Alternance démocratique historique

Mwai Kibaki a remporté les élections présidentielles avec une écrasante majorité faisant passer la Kanu, le parti de l’ex-président Daniel Arap Moi au pouvoir depuis 39 ans, dans l’opposition. Une alternance démocratique historique au Kenya.

Les élections générales de 2002 marqueront à coup sûr la vie politique kenyane. L’opposition, regroupée au sein de la Coalition nationale Arc-en-ciel (Narc) et représentée par son leader Mwai Kibaki, a remporté, avec une écrasante majorité, les élections présidentielles et législatives qui se sont déroulées vendredi dernier au Kenya. L’Union nationale africaine du Kenya (Kanu), le parti du président sortant, Daniel Arap Moi, se retrouve pour la première fois depuis 39 ans dans l’opposition.

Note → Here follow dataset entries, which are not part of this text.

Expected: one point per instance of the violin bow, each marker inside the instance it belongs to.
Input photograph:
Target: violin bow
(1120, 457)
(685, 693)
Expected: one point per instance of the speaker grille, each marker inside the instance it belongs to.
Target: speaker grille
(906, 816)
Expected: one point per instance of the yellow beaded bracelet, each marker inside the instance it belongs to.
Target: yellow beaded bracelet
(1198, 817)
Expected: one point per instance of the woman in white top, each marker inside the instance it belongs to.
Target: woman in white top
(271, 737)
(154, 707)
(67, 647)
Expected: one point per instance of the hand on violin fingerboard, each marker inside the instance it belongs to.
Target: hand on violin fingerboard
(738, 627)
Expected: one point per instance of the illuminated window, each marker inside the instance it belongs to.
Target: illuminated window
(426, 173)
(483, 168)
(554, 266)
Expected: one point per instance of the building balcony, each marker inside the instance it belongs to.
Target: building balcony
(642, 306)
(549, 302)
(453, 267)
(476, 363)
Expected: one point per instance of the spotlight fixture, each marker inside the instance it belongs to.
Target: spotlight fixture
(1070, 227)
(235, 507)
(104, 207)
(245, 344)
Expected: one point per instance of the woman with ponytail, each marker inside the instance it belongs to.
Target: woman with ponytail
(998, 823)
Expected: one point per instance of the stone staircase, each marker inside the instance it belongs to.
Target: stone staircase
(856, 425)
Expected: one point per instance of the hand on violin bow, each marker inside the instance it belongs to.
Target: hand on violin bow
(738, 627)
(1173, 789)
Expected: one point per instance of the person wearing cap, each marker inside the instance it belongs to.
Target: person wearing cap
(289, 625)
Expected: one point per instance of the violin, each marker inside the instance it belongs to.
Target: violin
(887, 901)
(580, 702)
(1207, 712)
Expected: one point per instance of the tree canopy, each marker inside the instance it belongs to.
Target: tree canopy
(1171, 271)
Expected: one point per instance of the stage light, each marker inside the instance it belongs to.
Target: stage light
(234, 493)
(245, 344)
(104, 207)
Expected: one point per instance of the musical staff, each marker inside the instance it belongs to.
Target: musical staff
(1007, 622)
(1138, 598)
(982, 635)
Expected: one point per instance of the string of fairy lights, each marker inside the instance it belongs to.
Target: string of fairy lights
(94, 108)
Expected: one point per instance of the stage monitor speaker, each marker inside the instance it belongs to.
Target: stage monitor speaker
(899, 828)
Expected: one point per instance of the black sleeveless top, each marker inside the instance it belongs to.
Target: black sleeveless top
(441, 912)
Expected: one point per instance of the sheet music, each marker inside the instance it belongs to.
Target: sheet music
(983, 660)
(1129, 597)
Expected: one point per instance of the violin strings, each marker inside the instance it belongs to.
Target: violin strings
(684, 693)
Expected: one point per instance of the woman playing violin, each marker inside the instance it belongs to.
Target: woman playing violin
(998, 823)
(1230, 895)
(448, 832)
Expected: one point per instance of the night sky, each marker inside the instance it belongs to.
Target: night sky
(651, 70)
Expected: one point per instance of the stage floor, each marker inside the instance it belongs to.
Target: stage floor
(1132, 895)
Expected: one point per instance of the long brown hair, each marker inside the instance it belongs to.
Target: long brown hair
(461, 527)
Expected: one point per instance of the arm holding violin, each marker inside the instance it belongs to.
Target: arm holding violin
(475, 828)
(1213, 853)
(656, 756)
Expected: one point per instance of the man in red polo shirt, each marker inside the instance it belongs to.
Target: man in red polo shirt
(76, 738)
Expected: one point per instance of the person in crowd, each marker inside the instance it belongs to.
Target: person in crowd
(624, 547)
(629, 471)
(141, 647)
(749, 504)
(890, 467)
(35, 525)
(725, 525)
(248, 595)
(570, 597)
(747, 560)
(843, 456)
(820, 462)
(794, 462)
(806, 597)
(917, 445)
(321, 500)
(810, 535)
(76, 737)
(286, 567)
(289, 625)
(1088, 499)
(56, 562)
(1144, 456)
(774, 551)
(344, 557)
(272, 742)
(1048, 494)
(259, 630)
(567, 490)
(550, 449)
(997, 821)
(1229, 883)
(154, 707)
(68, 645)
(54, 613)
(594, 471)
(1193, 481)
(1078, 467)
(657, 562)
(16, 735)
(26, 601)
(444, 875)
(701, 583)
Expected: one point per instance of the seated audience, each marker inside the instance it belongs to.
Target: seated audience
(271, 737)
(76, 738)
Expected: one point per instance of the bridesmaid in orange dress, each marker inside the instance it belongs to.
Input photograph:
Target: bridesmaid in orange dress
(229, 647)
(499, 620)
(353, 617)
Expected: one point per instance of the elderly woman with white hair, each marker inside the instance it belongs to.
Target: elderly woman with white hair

Les résultats définitifs de ces élections n’ont toujours pas été annoncés. Cependant, dès dimanche, la Commission nationale électorale, au vu des résultats partiels, a confirmé la large avance de l’opposition aux élections présidentielles et législatives. Mwai Kibabki remporte en effet plus de 70% des suffrages contre 62,9% pour Uhuru Kenyatta, le candidat de l’ancien parti au pouvoir, aujourd’hui chef de l’opposition, qui a reconnu sa défaite.

Première démocratique

Mwai Kibaki, qui a prêté serment ce lundi à Nairobi devant une foule de plus d’une centaine de milliers de personnes, devient ainsi le troisième président du Kenya. Il succède à Daniel Arap Moi au pouvoir depuis 1978, auquel la Constitution interdisait de se présenter une troisième fois et à Jomo Kenyatta, premier président et fondateur du Kenya moderne, qui dirigea la pays de 1963, date de l’indépendance, jusqu’à son décès en 1978. Ce dernier n’est autre que le père du candidat perdant. Uhuru Kenyatta, politicien novice de 42 ans, avait été imposé, il y a un an, par Daniel Arap Moi comme son successeur à la tête de la Kanu. Cette décision avait provoqué un scandale et le départ de plusieurs personnalités du parti pour la Narc.

L’élection de Mwai Kibaki, âgé de 71 ans, marque la première alternance démocratique du Kenya. Après deux échecs à la présidence, en 1992 et 1997, le nouvel homme fort du pays a réussi à mener, dans un climat pacifique et transparent, l’opposition à la victoire. Cet économiste, ancien ministre et ex-vice président, prend ainsi sa revanche sur ses prédécesseurs qu’il a servi durant 25 ans, avant de rejoindre l’opposition en 1991 lors de l’introduction du multipartisme.

Le rejet du régime de Daniel Arap Moi, trop corrompu pour les Kenyans, trouve sa confirmation dans les résultats des élections dans leur ensemble. Seuls huit anciens ministres ont conservé leurs sièges à l’Assemblée Nationale et la Narc détient d’ores et déjà la majorité des sièges au Parlement.